People sometimes claim that if a performance measure has not been recorded directly, then it is not possible to report on it.  Need to know how long a batch job took to run? That’s ok – I have a table that tells me job run times.  But if you need to know how much work a batch job did?  We don’t record throughput, they say.  This may be followed by a suggestion that they could add log messages or something like that.

We recently helped analyse performance of a batch job using side-effects.

The data that was readily available was this; the job run-times:

The duration of the daily run over a number of days.  The maximum duration of 120 minutes was enforced by the Scheduler

The duration of the daily run over a number of days. The maximum duration of 120 minutes was enforced by the Scheduler

By identifying the general operation of a process that was performing poorly, we started by identifying some records that could act as a marker for its operation.  It’s not always possible to do this, of course, but if you look for markers, you can often find something that will help.

Now we could trace the number of records processed in a particular run:

The graph records our assessment of the number of records processed per run.

The graph records our assessment of the number of records processed per run.

The graph reflects the number of records processed per run. When aligned with the previous graph you can see some improvements in processing align with decreases in runtime; these represent real performance improvements, but unfortunately the same can be said with performance reductions.

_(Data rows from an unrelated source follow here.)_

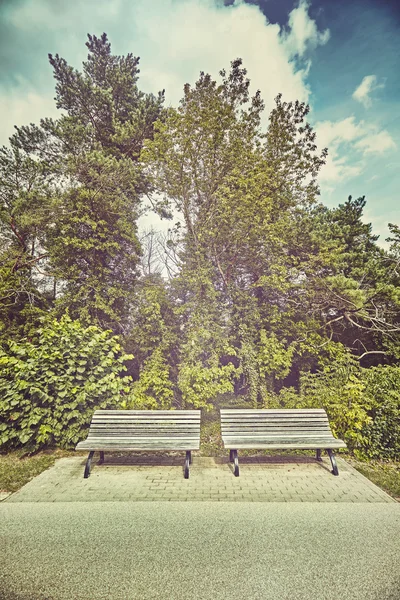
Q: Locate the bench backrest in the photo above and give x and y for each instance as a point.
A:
(146, 423)
(270, 421)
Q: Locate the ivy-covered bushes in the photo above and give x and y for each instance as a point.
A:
(50, 388)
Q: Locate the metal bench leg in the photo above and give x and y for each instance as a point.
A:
(188, 461)
(88, 464)
(335, 470)
(235, 462)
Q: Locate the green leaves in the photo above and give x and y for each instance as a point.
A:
(49, 390)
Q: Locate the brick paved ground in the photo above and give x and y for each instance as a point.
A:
(160, 478)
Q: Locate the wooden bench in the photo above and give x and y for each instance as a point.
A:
(128, 430)
(278, 429)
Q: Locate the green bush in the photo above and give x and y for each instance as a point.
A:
(363, 405)
(154, 389)
(383, 432)
(49, 389)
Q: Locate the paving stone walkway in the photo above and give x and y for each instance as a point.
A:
(160, 478)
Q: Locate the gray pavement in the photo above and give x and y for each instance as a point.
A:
(286, 529)
(199, 551)
(157, 478)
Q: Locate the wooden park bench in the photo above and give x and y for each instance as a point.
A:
(127, 430)
(278, 429)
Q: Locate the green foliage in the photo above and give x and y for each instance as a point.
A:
(199, 385)
(340, 389)
(154, 389)
(363, 405)
(49, 389)
(383, 431)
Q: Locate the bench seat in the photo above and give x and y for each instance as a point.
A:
(131, 430)
(277, 429)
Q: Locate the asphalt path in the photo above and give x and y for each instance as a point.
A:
(199, 551)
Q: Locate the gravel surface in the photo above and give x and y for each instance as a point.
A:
(199, 551)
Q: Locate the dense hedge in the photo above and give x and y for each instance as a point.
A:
(363, 405)
(50, 388)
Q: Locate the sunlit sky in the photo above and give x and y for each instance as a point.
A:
(341, 57)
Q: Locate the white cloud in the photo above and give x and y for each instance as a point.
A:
(176, 39)
(303, 34)
(367, 86)
(377, 143)
(345, 139)
(23, 106)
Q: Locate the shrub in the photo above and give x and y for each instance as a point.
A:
(154, 389)
(363, 405)
(383, 432)
(49, 389)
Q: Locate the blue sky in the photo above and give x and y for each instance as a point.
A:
(341, 57)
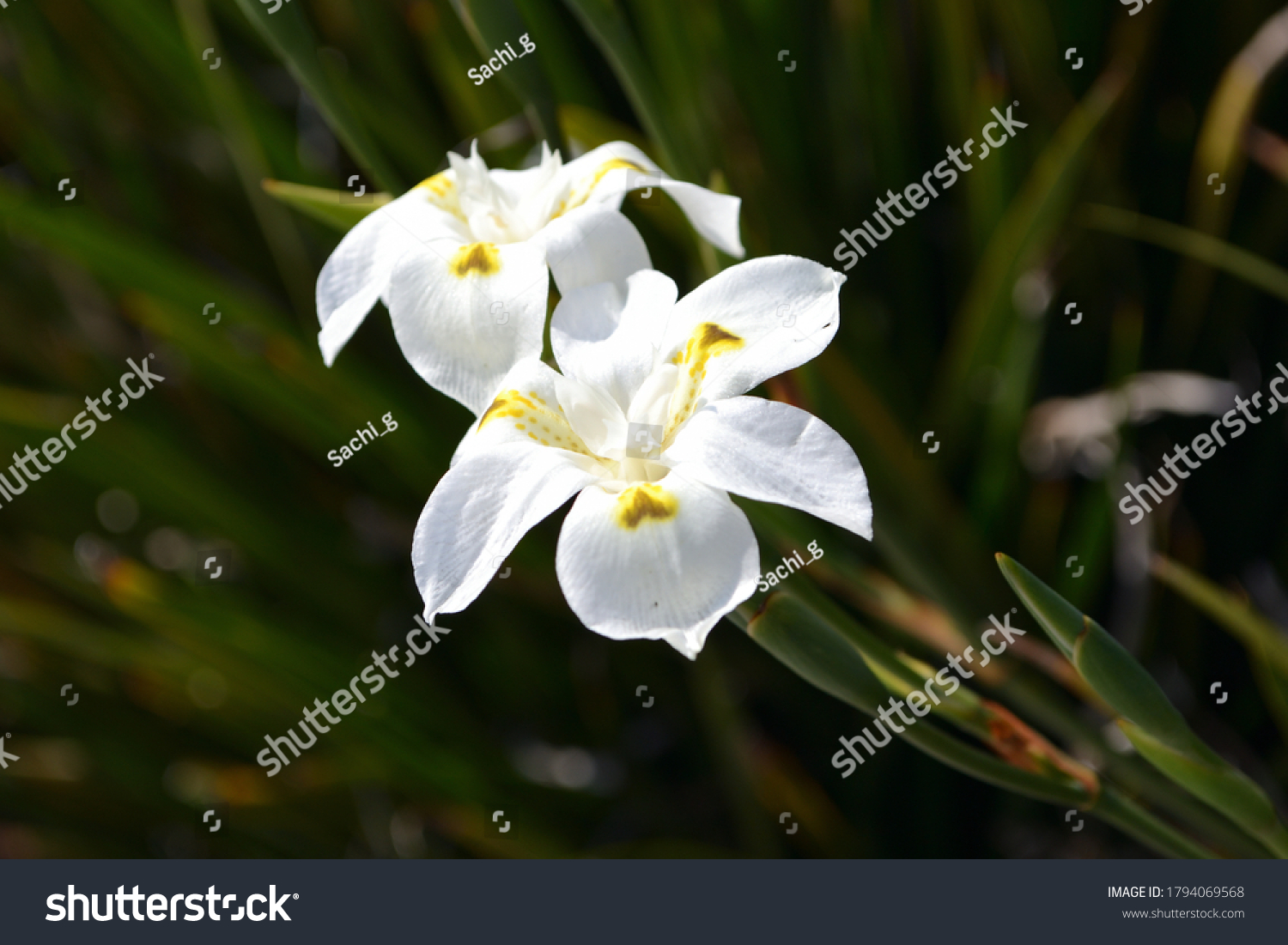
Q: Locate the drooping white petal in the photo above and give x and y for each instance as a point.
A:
(605, 173)
(607, 342)
(592, 245)
(479, 510)
(465, 314)
(656, 560)
(751, 322)
(357, 272)
(775, 452)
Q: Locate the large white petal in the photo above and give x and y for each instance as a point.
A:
(605, 173)
(751, 322)
(477, 514)
(775, 452)
(664, 560)
(592, 244)
(465, 314)
(357, 272)
(607, 342)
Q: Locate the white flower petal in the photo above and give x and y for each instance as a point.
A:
(751, 322)
(607, 342)
(477, 514)
(605, 173)
(357, 272)
(528, 409)
(657, 560)
(465, 314)
(592, 244)
(775, 452)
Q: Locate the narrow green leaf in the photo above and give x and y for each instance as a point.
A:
(497, 25)
(1032, 219)
(1189, 242)
(1249, 627)
(290, 36)
(605, 25)
(337, 209)
(1221, 785)
(1118, 679)
(1148, 718)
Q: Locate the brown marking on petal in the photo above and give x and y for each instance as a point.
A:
(483, 259)
(708, 340)
(644, 501)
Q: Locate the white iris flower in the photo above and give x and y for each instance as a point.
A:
(648, 427)
(461, 259)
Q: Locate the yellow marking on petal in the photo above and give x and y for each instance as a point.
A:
(581, 192)
(708, 340)
(440, 191)
(483, 259)
(644, 501)
(512, 403)
(504, 407)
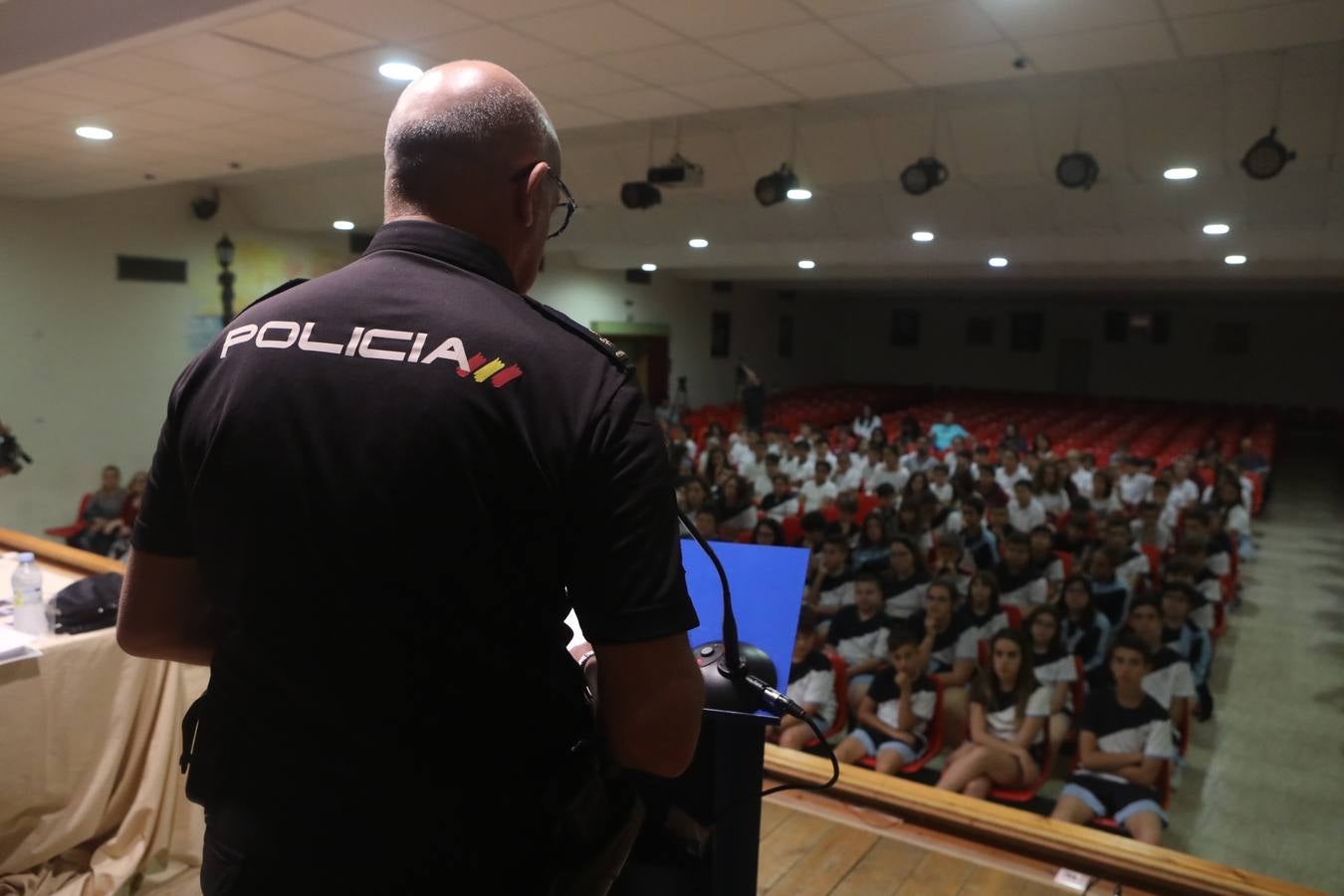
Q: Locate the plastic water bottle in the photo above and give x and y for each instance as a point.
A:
(30, 614)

This particular job started with a large select, which lowered the recorded throughput in the first minute or so; but this gave us enough information to show we had a reasonable approach to collecting data.  The job runtime and the overall throughput gave us an ability to graph the average for the run over time.

The graphs produced so far showed some unusual behaviours, such as a wildly varying runtime. Could we learn anything more from reconsidering the data we had?  The answer was yes: we could plot the surrogate performance of individual job runs!  As this was a manual analysis, we used a simple spreadsheet to collate the data from different runs. In this interpretation of the data, we can see the throughput of specific runs over time:

Analysis of each minute of individual runs is interesting, showing dramatically different performance profiles.

Analysis of each minute of individual runs is interesting, showing dramatically different performance profiles.

Again, the varying results on different days does hint at some dramatic issues with performance.  The date-based information could help developers identify when certain changes had gone live, and could perhaps be useful in identifying the cause of slow-downs, meanwhile the general performance level showed an interesting characteristic of slowing-down as the run progressed. This was a concern because in essence, processing a record should – on average – take the same time towards the end of a batch as it does near the start; yet each and every line shows the jobs slowing.

When it’s possible, monitoring code via its side-effects can be a rewarding process, and goes on to offer baselines against which we can judge future ‘performance improvements’.